GLYCOSWITCH project is aimed to the analysis of structural requisites for recognition and binding between eukaryotic host immune proteins and pathogen cell surface glycoconjugates. These latter represent the keywords of the molecular cross-talk between microbes and eukaryotic host. Actually, complex glycans decorate the cell surface of all living organisms mediating and/or modulating almost all the biological events. They are directly involved in the etiology of several major diseases, spanning from bacterial and viral infections through to cancer and autoimmune disorders. Thus, deciphering the glycome, beyond the current knowledge, holds huge promise to provide new targets and diagnostics for human health and could represent the key to look ‘outside the box’ of current antibiotic paradigms.

Despite the great advances in medicine, infections and their secondary effects remain one of the leading causes of human mortality in the developing world. Considering the increasing number of reported resistant microbial strains, it has been estimated that the deaths attributable to AMR (antimicrobial resistance) every year will be of 10 million in 2050, exceeding all the other major causes of death. As mentioned above, it is nowadays well known that glycans are the principal actors in the interaction of bacteria with host, however the molecular details of several host-pathogen interactions are still not well understood, precluding us the possibility to modulate them in beneficial ways to mankind. In spite of the tremendous advance of knowledge in the field of Glycoscience during the last decade, the comprehension at high resolution of the molecular basis of many pathogen-mediated diseases is still incomplete.
GLYCOSWITCH project strategically combines expertise in distinct aspects of Glycoscience, whose core is organic chemistry and including biochemistry, molecular biology, biophysics and bioinformatics, to explain essential aspects of bacterial glycans recognition by the host immune system, paving the way to the development of novel and effective therapeutic strategies against bacterial infections.
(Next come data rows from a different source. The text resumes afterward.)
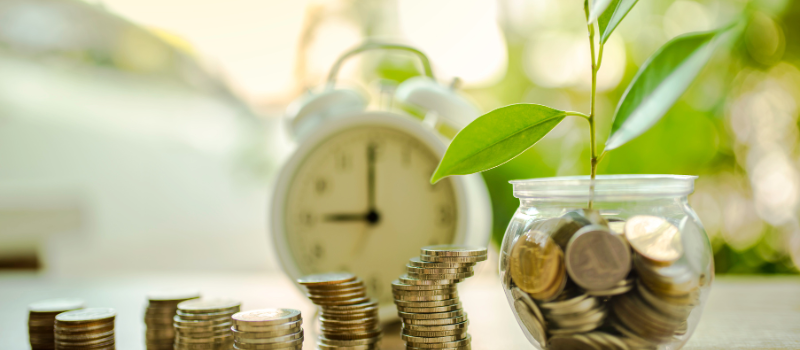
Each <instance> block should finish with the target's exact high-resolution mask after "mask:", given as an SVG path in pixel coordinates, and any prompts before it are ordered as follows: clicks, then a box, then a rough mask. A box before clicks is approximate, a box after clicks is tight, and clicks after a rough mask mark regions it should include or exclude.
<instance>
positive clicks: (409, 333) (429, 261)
mask: <svg viewBox="0 0 800 350" xmlns="http://www.w3.org/2000/svg"><path fill="white" fill-rule="evenodd" d="M421 252H422V255H421V256H420V257H419V258H412V259H411V260H410V261H409V262H408V264H407V265H406V274H405V275H403V276H400V278H399V279H398V280H396V281H394V282H392V293H393V294H394V300H395V301H394V302H395V305H396V306H397V313H398V315H399V316H400V318H401V319H402V320H403V330H402V333H401V337H402V338H403V340H404V341H405V342H406V348H407V349H410V350H414V349H431V348H434V349H470V348H471V345H470V343H471V337H470V335H469V333H468V332H467V326H468V325H469V320H468V319H467V314H466V313H465V312H464V310H463V309H462V308H461V301H460V300H459V298H458V290H457V289H456V283H459V282H462V281H464V279H466V278H468V277H471V276H472V275H473V274H474V271H473V270H472V268H473V267H474V266H475V264H477V263H478V262H480V261H484V260H486V255H487V253H486V248H480V247H468V246H458V245H436V246H428V247H423V248H422V249H421Z"/></svg>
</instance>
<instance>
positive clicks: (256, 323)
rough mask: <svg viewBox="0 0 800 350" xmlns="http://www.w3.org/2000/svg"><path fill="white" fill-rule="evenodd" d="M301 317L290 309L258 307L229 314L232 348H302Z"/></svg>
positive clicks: (301, 318) (298, 312)
mask: <svg viewBox="0 0 800 350" xmlns="http://www.w3.org/2000/svg"><path fill="white" fill-rule="evenodd" d="M302 325H303V319H302V317H301V315H300V311H298V310H293V309H261V310H251V311H244V312H239V313H236V314H234V315H233V327H232V328H231V330H232V331H233V341H234V343H233V348H234V349H241V350H264V349H275V350H279V349H280V350H302V349H303V327H302Z"/></svg>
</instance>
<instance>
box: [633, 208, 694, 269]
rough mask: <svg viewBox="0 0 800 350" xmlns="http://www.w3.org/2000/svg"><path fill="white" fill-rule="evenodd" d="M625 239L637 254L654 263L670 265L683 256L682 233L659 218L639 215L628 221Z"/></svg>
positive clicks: (657, 217) (668, 221)
mask: <svg viewBox="0 0 800 350" xmlns="http://www.w3.org/2000/svg"><path fill="white" fill-rule="evenodd" d="M625 237H626V238H627V239H628V243H630V245H631V247H633V249H634V250H635V251H636V252H637V253H639V254H641V255H642V256H643V257H645V258H647V259H648V260H651V261H654V262H658V263H662V264H663V263H667V264H669V263H672V262H674V261H676V260H678V258H680V257H681V255H682V254H683V245H682V244H681V233H680V231H678V228H677V227H675V225H672V224H671V223H669V221H667V220H666V219H664V218H661V217H658V216H651V215H637V216H634V217H632V218H630V219H628V221H626V222H625Z"/></svg>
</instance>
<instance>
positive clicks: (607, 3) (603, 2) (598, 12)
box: [589, 0, 612, 24]
mask: <svg viewBox="0 0 800 350" xmlns="http://www.w3.org/2000/svg"><path fill="white" fill-rule="evenodd" d="M611 1H612V0H593V1H592V7H591V9H590V10H589V24H592V23H594V21H595V20H597V19H598V18H599V17H600V15H601V14H603V13H605V12H606V9H607V8H608V5H610V4H611Z"/></svg>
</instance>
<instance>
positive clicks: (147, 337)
mask: <svg viewBox="0 0 800 350" xmlns="http://www.w3.org/2000/svg"><path fill="white" fill-rule="evenodd" d="M199 297H200V292H198V291H195V290H168V291H157V292H153V293H150V294H148V295H147V299H148V305H147V309H146V310H145V312H144V324H145V326H146V331H145V344H146V345H147V350H172V349H173V348H174V346H175V328H174V327H173V326H172V322H173V317H175V311H176V310H178V304H179V303H181V302H183V301H186V300H190V299H197V298H199Z"/></svg>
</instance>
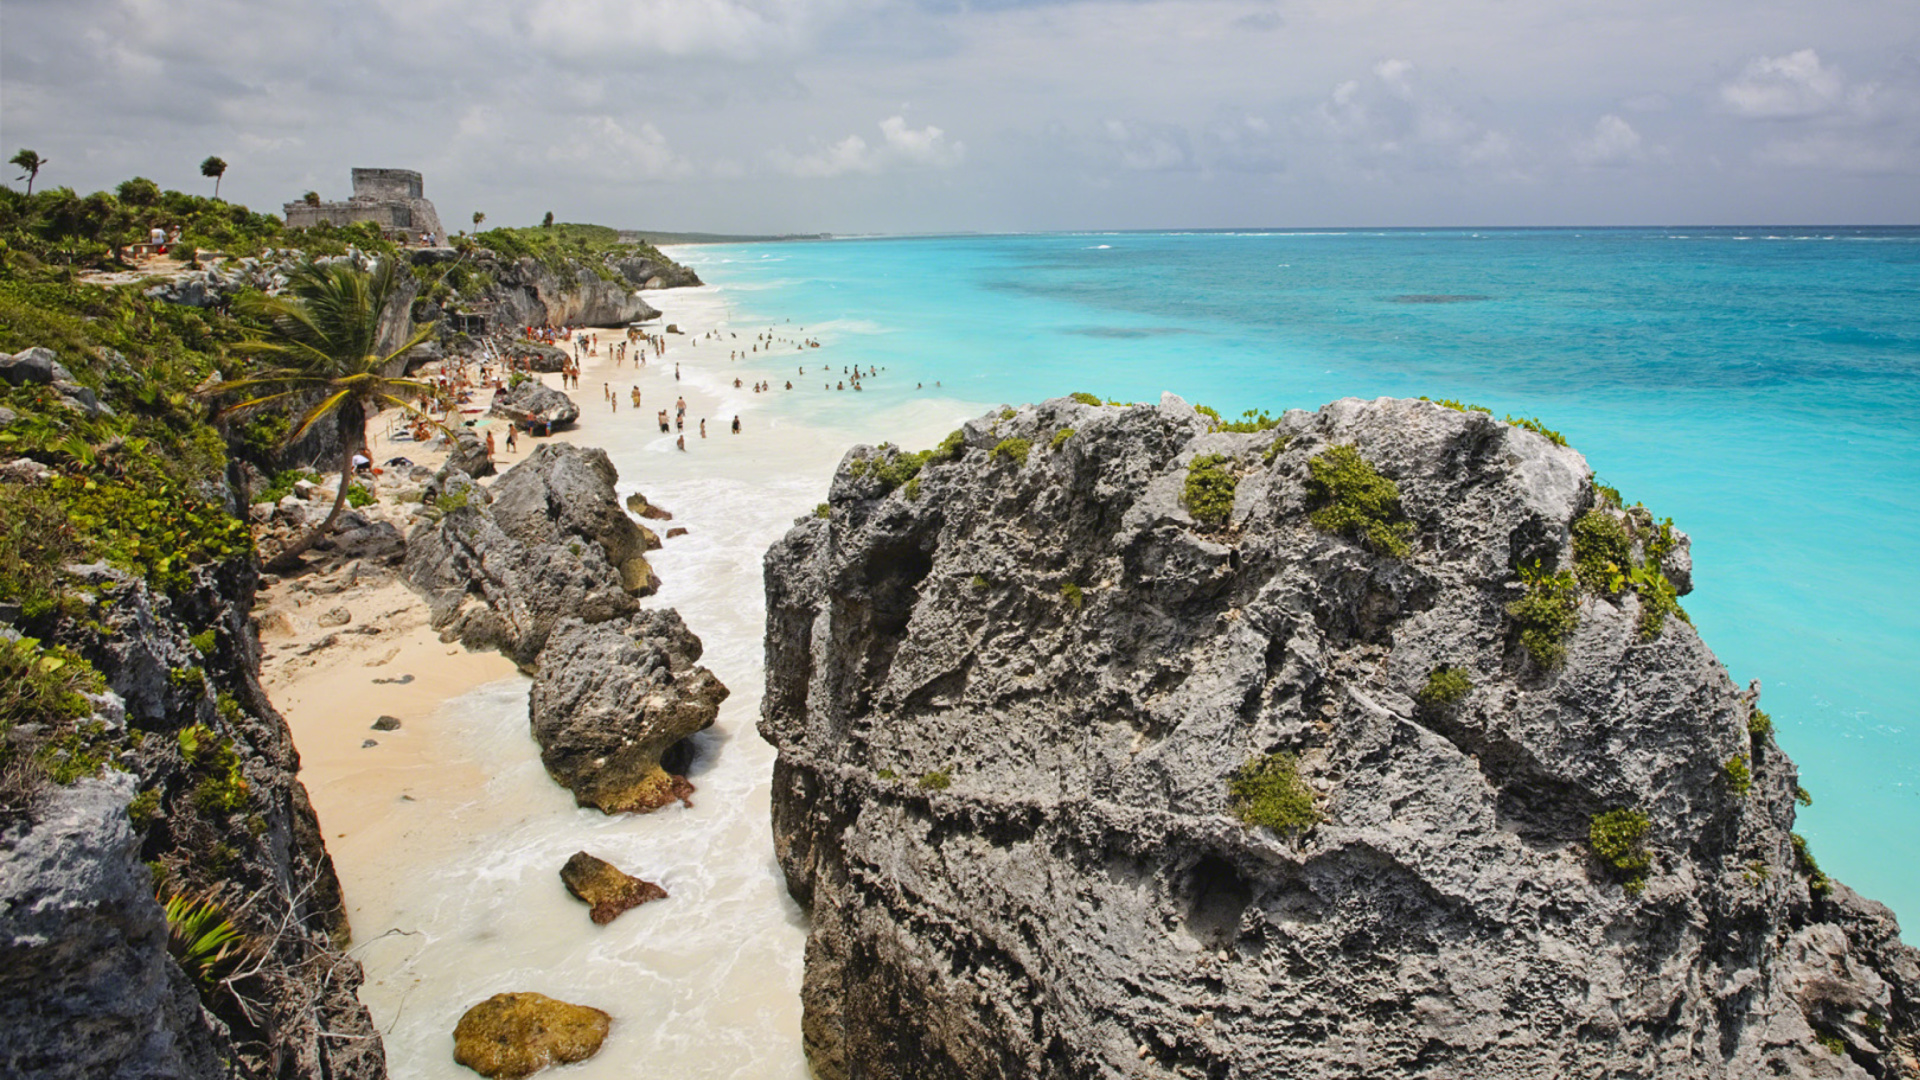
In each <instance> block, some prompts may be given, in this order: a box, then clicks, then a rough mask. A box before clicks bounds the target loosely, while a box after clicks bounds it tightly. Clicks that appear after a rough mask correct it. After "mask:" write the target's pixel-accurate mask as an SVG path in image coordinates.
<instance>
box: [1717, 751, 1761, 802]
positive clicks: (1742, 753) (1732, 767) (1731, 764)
mask: <svg viewBox="0 0 1920 1080" xmlns="http://www.w3.org/2000/svg"><path fill="white" fill-rule="evenodd" d="M1720 774H1722V776H1726V790H1728V792H1734V796H1736V798H1741V799H1743V798H1747V792H1751V790H1753V769H1749V767H1747V755H1745V753H1736V755H1732V757H1728V759H1726V765H1722V767H1720Z"/></svg>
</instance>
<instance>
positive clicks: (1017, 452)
mask: <svg viewBox="0 0 1920 1080" xmlns="http://www.w3.org/2000/svg"><path fill="white" fill-rule="evenodd" d="M1031 452H1033V444H1031V442H1027V440H1025V438H1002V440H1000V442H998V444H995V448H993V454H989V455H987V459H989V461H995V459H998V457H1002V455H1006V457H1010V459H1014V461H1018V463H1020V465H1025V463H1027V454H1031Z"/></svg>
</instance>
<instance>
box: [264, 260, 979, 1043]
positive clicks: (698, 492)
mask: <svg viewBox="0 0 1920 1080" xmlns="http://www.w3.org/2000/svg"><path fill="white" fill-rule="evenodd" d="M647 298H649V302H651V304H653V306H655V307H660V309H662V311H664V313H666V317H664V319H662V321H660V323H657V325H653V327H651V329H653V332H659V327H662V325H664V323H676V325H678V327H680V329H682V331H685V334H670V336H668V348H666V356H664V357H653V356H649V359H647V363H645V365H643V367H636V365H634V354H636V350H637V344H636V346H630V350H628V357H630V359H628V363H626V365H622V367H614V365H612V361H611V357H609V356H607V350H605V342H611V340H614V338H618V336H620V332H618V331H599V334H601V342H603V348H601V356H599V357H588V363H586V367H584V371H582V380H580V384H582V388H580V390H568V394H572V398H574V400H576V402H578V404H580V407H582V419H580V423H578V425H576V427H574V429H570V430H566V432H559V434H555V438H561V440H566V442H576V444H584V446H599V448H605V450H607V452H609V454H611V455H612V459H614V463H616V467H618V469H620V484H618V490H620V496H622V498H624V496H628V494H632V492H643V494H645V496H647V498H649V500H651V502H653V503H657V505H662V507H666V509H668V511H672V513H674V521H670V523H660V521H655V523H649V525H651V527H653V528H655V530H657V532H660V534H662V536H664V532H666V528H674V527H684V528H687V530H689V532H687V534H685V536H676V538H672V540H666V546H664V548H662V550H659V552H653V553H651V555H649V559H651V561H653V565H655V571H657V573H659V575H660V578H662V582H664V584H662V590H660V594H659V596H655V598H653V600H649V605H660V607H676V609H678V611H680V613H682V617H684V619H685V621H687V626H689V628H693V632H695V634H699V636H701V638H703V642H705V648H707V651H705V655H703V659H701V663H705V665H707V667H710V669H712V671H714V675H718V676H720V680H722V682H726V686H728V688H730V690H732V698H730V700H728V701H726V703H724V705H722V711H720V717H718V721H716V724H714V726H712V728H708V730H707V732H701V734H699V736H695V746H697V748H699V753H697V759H695V763H693V767H691V769H689V778H691V780H693V784H695V786H697V794H695V796H693V807H691V809H682V807H668V809H662V811H657V813H653V815H622V817H607V815H601V813H599V811H588V809H580V807H576V805H574V801H572V796H570V794H568V792H566V790H563V788H559V786H557V784H553V782H551V778H547V774H545V771H543V769H541V765H540V757H538V746H536V744H534V740H532V736H530V732H528V721H526V692H528V678H526V676H524V675H518V673H516V671H515V669H513V665H511V663H507V661H505V659H501V657H499V655H495V653H467V651H465V650H463V648H459V646H449V644H442V642H440V640H438V636H436V634H434V632H432V630H428V628H426V626H424V623H426V617H424V603H420V601H419V600H417V598H413V596H411V594H409V592H407V590H405V588H403V586H399V584H397V582H394V584H378V586H357V588H348V590H346V592H340V594H326V596H319V598H317V600H313V601H309V603H305V605H301V607H298V609H294V615H292V617H290V619H275V626H273V630H275V632H271V634H263V638H265V644H267V648H269V653H271V659H269V663H267V665H265V673H263V678H265V680H267V684H269V692H271V696H273V700H275V703H276V705H278V707H280V711H282V713H284V715H286V717H288V723H290V724H292V728H294V738H296V744H298V748H300V751H301V763H303V769H301V778H303V780H305V784H307V788H309V792H311V796H313V803H315V809H317V813H319V817H321V826H323V830H324V834H326V844H328V849H330V851H332V857H334V865H336V867H338V872H340V878H342V884H344V890H346V899H348V913H349V917H351V920H353V930H355V957H357V959H361V963H363V965H365V969H367V984H365V986H363V988H361V999H363V1001H367V1005H369V1007H371V1009H372V1013H374V1020H376V1024H378V1026H380V1030H382V1034H384V1038H386V1053H388V1063H390V1068H392V1074H394V1076H396V1078H415V1076H420V1078H426V1076H434V1078H440V1076H444V1078H455V1076H470V1074H468V1072H467V1070H463V1068H461V1067H457V1065H453V1057H451V1045H453V1040H451V1032H453V1024H455V1022H457V1020H459V1015H461V1013H463V1011H465V1009H467V1007H468V1005H472V1003H476V1001H482V999H486V997H488V995H492V994H497V992H509V990H536V992H543V994H549V995H555V997H561V999H568V1001H576V1003H582V1005H595V1007H599V1009H605V1011H609V1013H611V1015H612V1017H614V1028H612V1034H611V1036H609V1042H607V1045H605V1047H603V1051H601V1053H599V1055H597V1057H595V1059H591V1061H588V1063H584V1065H580V1067H572V1068H570V1072H568V1074H570V1076H582V1078H588V1076H609V1078H611V1076H632V1074H634V1072H636V1068H641V1067H645V1068H647V1070H649V1072H651V1070H664V1072H678V1074H691V1076H739V1078H804V1076H806V1074H808V1072H806V1065H804V1059H803V1055H801V1038H799V1013H801V1007H799V984H801V963H803V947H804V932H806V919H804V913H803V911H801V909H799V907H797V905H795V903H793V901H791V899H789V897H787V894H785V884H783V880H781V876H780V869H778V865H776V861H774V851H772V832H770V824H768V790H770V773H772V761H774V753H772V748H768V746H766V744H764V742H760V738H758V734H756V732H755V723H756V719H758V713H760V696H762V678H764V676H762V663H764V651H762V632H764V598H762V584H760V559H762V555H764V552H766V548H768V544H772V540H776V538H778V536H780V534H781V532H785V528H789V527H791V523H793V519H795V517H799V515H803V513H808V511H810V509H812V507H814V503H818V502H822V500H824V498H826V488H828V480H829V479H831V473H833V467H835V465H837V461H839V459H841V455H843V454H845V452H847V450H849V448H851V446H852V444H854V442H881V440H883V438H885V440H893V442H899V444H902V446H931V444H933V442H937V440H939V438H941V436H943V434H945V432H947V430H950V429H954V427H958V421H960V419H964V417H968V415H973V413H977V411H979V409H977V407H970V405H964V404H958V402H950V400H937V398H908V400H899V396H895V398H891V404H879V402H877V398H876V407H874V409H870V411H862V413H860V427H862V436H860V438H852V436H851V434H849V432H847V430H835V429H833V427H826V425H820V423H803V421H801V419H797V417H795V413H808V409H806V407H804V405H803V402H804V396H806V394H808V390H804V384H803V382H801V379H799V377H795V384H797V388H795V390H791V392H787V390H783V388H780V386H781V384H783V382H785V379H787V377H785V375H781V369H783V371H789V373H793V371H797V367H801V365H804V367H806V369H808V371H810V373H812V371H816V369H818V367H822V365H829V363H831V340H826V348H820V350H797V348H793V346H785V348H780V350H778V352H774V354H772V357H768V356H762V354H749V356H751V357H749V359H747V361H728V352H730V350H743V348H747V346H751V344H753V342H751V338H753V334H755V332H762V331H766V329H768V327H766V325H741V323H739V321H737V319H735V317H733V306H732V302H730V298H728V294H726V290H724V288H714V286H707V288H691V290H668V292H649V294H647ZM712 329H722V331H726V332H728V334H739V336H737V338H733V336H730V338H726V340H724V342H722V340H697V336H699V334H703V332H707V331H712ZM774 334H776V336H791V338H799V336H803V332H801V331H799V329H797V327H795V329H789V327H785V325H774ZM806 334H812V331H806ZM695 340H697V344H695ZM676 361H678V363H680V379H676V377H674V365H676ZM789 361H791V365H789ZM835 369H837V365H835ZM735 375H739V377H741V379H743V382H745V386H743V388H737V390H735V388H733V386H732V380H733V377H735ZM755 379H776V382H774V384H776V390H772V392H768V394H753V392H751V384H753V380H755ZM833 379H839V377H837V375H835V377H833ZM881 379H883V377H881ZM545 380H547V382H549V384H553V386H557V384H559V377H557V375H547V377H545ZM601 382H607V384H609V386H611V388H616V390H618V392H620V398H618V409H614V407H612V405H611V404H609V402H607V400H605V396H603V390H601ZM632 386H637V388H639V390H641V396H643V404H641V407H639V409H634V407H632V405H630V398H628V392H630V388H632ZM814 386H816V388H814V390H810V394H824V390H818V382H816V384H814ZM789 394H791V396H789ZM845 394H851V390H849V392H845ZM678 396H684V398H685V400H687V417H689V423H687V432H685V434H687V450H685V452H680V450H676V448H674V438H676V436H674V434H672V432H670V434H660V430H659V423H657V413H659V409H660V407H668V409H672V407H674V400H676V398H678ZM733 415H739V417H741V425H743V434H739V436H733V434H730V430H728V425H730V423H732V417H733ZM701 417H707V421H708V436H707V438H705V440H701V438H699V430H697V427H699V425H697V421H699V419H701ZM371 427H374V429H378V430H380V432H382V434H384V423H376V425H371ZM492 427H493V429H495V432H497V442H499V444H501V454H499V455H497V457H499V467H501V469H503V471H505V469H509V467H511V465H513V461H516V459H518V457H520V455H526V454H528V452H532V446H536V444H538V440H526V438H522V440H520V450H518V454H515V455H509V454H505V446H503V436H505V429H503V425H499V423H497V421H492ZM394 454H403V455H407V457H411V459H415V461H420V463H426V457H424V455H422V454H420V452H419V448H413V444H409V442H399V444H394V446H384V444H376V446H374V459H376V461H384V459H386V457H390V455H394ZM276 588H286V586H276ZM271 600H275V601H276V603H280V605H282V607H286V603H284V600H282V598H280V596H278V594H275V596H273V598H271ZM336 605H346V607H348V609H349V613H351V623H348V628H353V626H378V628H380V632H378V634H346V632H340V630H344V628H334V632H336V638H334V644H332V646H328V648H324V650H317V651H311V653H305V650H309V646H311V644H313V642H315V640H319V638H321V636H323V634H324V630H323V628H321V626H317V625H309V623H311V619H313V613H319V611H330V609H332V607H336ZM303 653H305V655H303ZM409 675H411V676H413V678H411V680H409V682H376V680H394V678H403V676H409ZM380 715H392V717H397V719H399V721H401V726H399V728H397V730H392V732H374V730H369V726H371V724H372V721H374V719H376V717H380ZM369 738H371V740H376V746H371V748H363V742H365V740H369ZM578 849H586V851H591V853H595V855H599V857H605V859H609V861H612V863H614V865H618V867H622V869H626V871H628V872H634V874H639V876H643V878H647V880H653V882H659V884H662V886H664V888H666V892H668V894H670V896H668V899H664V901H659V903H649V905H645V907H641V909H634V911H630V913H626V915H622V917H620V919H618V920H614V922H611V924H609V926H593V924H591V922H589V920H588V917H586V907H584V905H580V903H578V901H574V899H572V897H568V896H566V892H564V888H563V886H561V882H559V867H561V863H564V861H566V857H568V855H570V853H574V851H578ZM641 1063H643V1065H641Z"/></svg>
We used a concerted approach of modern NMR methods, assisted by several other biophysical techniques, taking advantage of progresses in synthesis and protein expression, to investigate the recognition of bacterial glycans by different host immune proteins. The acquired knowledge will open new avenues for modulating and interfering with pivotal pathways of host immune system unlocking attractive opportunities for the development of host-directed strategies to boost the immune response or reverse pathogen-induced immunosuppression.
Of course, given the time period covered in this report, some research activities have been impacted by the ongoing COVID-19 pandemic; for instance, practical research in the laboratory was hampered for several months during 2020. We have however adapted to ensure progress of the project, moving meetings and trainings to online and adapting some of the plans to accommodate this situation.

The application of an inter-disciplinary and unique approach, harnessing the synergy of combining chemical, biological and biophysics research strategies, allowed us to achieve an unprecedented knowledge of different molecular aspects at the basis of bacterial glycans recognition and binding by host immune proteins.
We are expecting that our results will greatly contribute to improve the understanding of the role of bacterial glycans in the interaction with host immune proteins, in the frame of human health and disease, and to gain deep insights into their mechanisms. The results we expect to obtain will be also crucial in inspiring the development of alternative strategies for the treatment of clinically relevant bacterial diseases improving human health.